Краснов-Левитин Анатолий - Лихие годы (1925–1941): Воспоминания стр 4.

Шрифт
Фон

«Единственный раз в жизни я ходила, опустив голову, и боялась людям смотреть в глаза, — когда твой отец крестился», — рассказывала впоследствии бабушка.

Дед отнесся к этому событию неожиданно спокойно. «Будь ты хоть чертом, только будь человеком», — сказал суровый старик, потрепав сына по плечу, и ушел к себе в кабинет.

Через месяц отец приехал в свои родные Лубны в великолепно сшитом студенческом мундире на белой подкладке, с лихо подкрученными усами и с присущей ему надменной осанкой.

Прошлым летом, покидая Россию, я решил посетить Киев — здесь я хотел прежде всего посмотреть все те места, где бывал отец. Вместе с Верочкой Лашковой мы пришли к университету, но в университет нас не пустили — он был закрыт по случаю каникул. Верочка предложила зайти в библиотеку. Я ответил: «Нет, в библиотеку не надо: туда отец не ходил. Пройдемся лучше по Крещатику, где он бегал за девчонками».

Отец был известен в университете как беззаботный весельчак и завзятый Дон-Жуан. Но, когда надо, работать умел: за месяц до экзаменов запирался в своей комнате — и сдавал все экзамены на «5». Он уже тогда поставил себе четкую и ясную цель и часто ставил мне себя в пример. «Я решил стать судьей — и стал», говорил он мне. «Но почему же такая незначительная цель в жизни?» — спрашивал я. — «Ну, Наполеон уже в это время был, — отвечал отец, — хватит его одного, второго не надо».

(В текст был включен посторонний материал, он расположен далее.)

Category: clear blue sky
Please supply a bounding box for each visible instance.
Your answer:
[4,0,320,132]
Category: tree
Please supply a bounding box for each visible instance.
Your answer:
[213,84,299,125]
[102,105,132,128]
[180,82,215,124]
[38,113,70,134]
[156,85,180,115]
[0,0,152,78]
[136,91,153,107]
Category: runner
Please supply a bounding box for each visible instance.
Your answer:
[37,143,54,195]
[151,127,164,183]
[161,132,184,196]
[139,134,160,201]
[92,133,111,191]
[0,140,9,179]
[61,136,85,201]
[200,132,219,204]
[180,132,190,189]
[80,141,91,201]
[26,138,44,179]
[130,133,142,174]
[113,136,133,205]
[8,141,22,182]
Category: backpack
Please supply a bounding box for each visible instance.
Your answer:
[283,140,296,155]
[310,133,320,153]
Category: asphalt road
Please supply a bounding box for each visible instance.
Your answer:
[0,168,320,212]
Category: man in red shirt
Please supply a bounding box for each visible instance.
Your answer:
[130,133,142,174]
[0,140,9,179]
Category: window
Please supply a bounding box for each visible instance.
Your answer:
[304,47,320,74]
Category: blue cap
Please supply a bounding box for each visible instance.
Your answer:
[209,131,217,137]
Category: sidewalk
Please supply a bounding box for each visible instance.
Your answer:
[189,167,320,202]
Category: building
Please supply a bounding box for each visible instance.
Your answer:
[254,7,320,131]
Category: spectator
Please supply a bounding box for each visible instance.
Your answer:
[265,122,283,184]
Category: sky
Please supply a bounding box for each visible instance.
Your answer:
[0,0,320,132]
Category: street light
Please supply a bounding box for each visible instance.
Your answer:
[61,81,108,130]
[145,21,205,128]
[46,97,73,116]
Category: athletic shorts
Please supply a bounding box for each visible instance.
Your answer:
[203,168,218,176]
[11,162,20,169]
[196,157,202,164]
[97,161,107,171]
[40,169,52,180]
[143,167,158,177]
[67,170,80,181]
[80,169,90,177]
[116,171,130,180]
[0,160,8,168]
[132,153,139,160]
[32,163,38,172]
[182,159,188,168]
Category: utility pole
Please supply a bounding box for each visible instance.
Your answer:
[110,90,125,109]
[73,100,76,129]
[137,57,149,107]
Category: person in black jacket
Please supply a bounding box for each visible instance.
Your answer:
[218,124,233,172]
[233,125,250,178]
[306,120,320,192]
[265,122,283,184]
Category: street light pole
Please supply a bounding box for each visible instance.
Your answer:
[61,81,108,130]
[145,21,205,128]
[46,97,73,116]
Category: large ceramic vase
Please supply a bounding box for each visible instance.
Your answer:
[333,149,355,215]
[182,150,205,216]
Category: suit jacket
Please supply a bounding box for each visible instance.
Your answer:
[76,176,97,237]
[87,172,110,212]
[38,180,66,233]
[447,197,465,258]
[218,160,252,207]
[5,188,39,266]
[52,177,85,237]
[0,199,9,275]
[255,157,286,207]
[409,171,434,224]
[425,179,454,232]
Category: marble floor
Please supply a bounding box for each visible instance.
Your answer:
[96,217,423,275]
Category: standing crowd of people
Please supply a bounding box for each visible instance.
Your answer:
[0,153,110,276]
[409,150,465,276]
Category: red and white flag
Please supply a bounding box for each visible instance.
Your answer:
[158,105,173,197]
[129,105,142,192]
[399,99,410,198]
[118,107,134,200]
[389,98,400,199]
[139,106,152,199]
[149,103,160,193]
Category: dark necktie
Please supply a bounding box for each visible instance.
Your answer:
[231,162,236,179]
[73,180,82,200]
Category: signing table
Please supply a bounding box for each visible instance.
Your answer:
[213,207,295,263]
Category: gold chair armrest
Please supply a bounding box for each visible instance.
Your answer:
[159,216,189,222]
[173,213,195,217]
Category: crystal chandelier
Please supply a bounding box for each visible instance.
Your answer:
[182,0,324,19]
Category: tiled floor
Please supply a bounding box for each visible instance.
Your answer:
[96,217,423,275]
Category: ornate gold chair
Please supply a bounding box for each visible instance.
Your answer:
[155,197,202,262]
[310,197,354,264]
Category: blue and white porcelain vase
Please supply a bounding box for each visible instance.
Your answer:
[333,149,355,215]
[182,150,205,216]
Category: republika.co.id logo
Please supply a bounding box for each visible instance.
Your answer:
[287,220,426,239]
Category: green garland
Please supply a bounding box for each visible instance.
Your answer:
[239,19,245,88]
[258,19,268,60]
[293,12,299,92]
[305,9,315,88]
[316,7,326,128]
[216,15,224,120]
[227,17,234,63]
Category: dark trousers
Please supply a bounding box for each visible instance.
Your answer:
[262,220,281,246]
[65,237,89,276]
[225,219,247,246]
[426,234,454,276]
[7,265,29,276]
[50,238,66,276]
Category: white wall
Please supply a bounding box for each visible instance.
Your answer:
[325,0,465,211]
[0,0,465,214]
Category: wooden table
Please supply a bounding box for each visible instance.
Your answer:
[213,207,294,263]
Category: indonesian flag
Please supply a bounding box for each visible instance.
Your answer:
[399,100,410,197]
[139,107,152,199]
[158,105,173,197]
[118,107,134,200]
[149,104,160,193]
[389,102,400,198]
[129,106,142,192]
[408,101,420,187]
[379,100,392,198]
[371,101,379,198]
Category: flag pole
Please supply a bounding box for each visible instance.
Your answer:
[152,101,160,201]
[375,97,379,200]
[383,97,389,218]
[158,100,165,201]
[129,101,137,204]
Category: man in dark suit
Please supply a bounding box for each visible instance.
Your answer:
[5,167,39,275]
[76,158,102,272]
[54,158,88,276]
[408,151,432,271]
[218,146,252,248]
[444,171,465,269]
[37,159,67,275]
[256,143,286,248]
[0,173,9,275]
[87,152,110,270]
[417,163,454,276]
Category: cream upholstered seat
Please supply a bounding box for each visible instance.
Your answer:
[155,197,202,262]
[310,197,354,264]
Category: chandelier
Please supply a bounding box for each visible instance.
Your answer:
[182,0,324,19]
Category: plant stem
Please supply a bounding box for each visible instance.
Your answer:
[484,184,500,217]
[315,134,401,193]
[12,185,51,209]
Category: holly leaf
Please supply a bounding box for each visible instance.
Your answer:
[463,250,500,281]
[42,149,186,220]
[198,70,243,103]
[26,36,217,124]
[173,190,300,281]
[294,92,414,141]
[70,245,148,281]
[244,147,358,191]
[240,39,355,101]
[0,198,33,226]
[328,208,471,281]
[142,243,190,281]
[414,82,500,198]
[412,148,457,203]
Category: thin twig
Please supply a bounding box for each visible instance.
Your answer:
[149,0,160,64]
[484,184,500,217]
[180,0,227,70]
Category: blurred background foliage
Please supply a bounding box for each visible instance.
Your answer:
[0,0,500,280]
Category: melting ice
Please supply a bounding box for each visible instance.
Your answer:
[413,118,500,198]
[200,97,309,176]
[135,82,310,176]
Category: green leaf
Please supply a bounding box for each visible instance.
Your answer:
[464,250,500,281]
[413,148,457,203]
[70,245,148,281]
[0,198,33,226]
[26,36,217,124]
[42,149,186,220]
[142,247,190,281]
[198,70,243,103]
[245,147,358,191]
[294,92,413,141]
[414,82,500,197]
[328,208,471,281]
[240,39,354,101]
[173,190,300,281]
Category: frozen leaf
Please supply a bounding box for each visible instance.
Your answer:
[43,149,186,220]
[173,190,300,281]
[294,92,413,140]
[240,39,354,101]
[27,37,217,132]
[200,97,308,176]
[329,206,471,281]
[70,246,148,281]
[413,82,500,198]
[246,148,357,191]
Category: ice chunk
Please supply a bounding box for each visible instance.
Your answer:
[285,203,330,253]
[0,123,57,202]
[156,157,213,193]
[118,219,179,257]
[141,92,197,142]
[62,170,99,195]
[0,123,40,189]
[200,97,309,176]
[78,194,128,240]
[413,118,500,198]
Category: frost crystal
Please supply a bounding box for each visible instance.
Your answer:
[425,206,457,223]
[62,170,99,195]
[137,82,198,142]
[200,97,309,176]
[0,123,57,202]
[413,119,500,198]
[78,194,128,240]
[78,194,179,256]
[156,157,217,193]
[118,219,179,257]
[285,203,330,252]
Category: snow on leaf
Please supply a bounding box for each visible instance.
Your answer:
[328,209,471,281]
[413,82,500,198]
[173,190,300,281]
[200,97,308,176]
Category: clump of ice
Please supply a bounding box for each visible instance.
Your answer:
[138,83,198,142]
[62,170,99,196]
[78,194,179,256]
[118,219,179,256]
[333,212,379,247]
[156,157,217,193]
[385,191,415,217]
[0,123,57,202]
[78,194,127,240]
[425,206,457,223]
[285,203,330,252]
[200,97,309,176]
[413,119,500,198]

Мой отец является примером того, как плохо, когда люди с юности ставят себе ограниченные цели. Человек блестящих способностей и острого ума, он всегда довольствовался малым. «Я знаменитость в общежактовском масштабе, — шутил он, — вот и ты такой будешь». Зато всегда был независим, ни перед кем никогда не унижался и держал себя так, что всем нравился, и все держались с ним почтительно и даже робко. А я с детства привык считать его великим человеком и очень удивился, когда, став взрослым, убедился в том, что никаким великим человеком он никогда не был.

По своим взглядам отец был поклонником крепкого русского государства и твердой власти — монархистом и ярым противником какого бы то ни было либерализма. Это очень шло к его властной эгоцентричной натуре. Ни в каких студенческих беспорядках мой отец никогда не участвовал и был близок к Голубеву, руководителю монархической студенческой организации «Союз Двуглавого Орла». (Лет через 50 сыновья двух приятелей встретились: я был в то время церковным писателем, а сын Голубева — много старше, чем я, по возрасту — носил весьма известное имя — преосвященный Ермоген, архиепископ Калужский). Впрочем, дружба была чисто личной: ни в какие организации отец никогда не входил и никаких комплотов ни с кем не признавал. Вся его привязанность, все лирическое, что было в его натуре, — все сосредотачивалось на одной личности: на личности Николая II. Его любил он нежной любовью, мало понятной современному человеку. Свой кумир он увидел, когда ему было 30 лет, в 1911 году.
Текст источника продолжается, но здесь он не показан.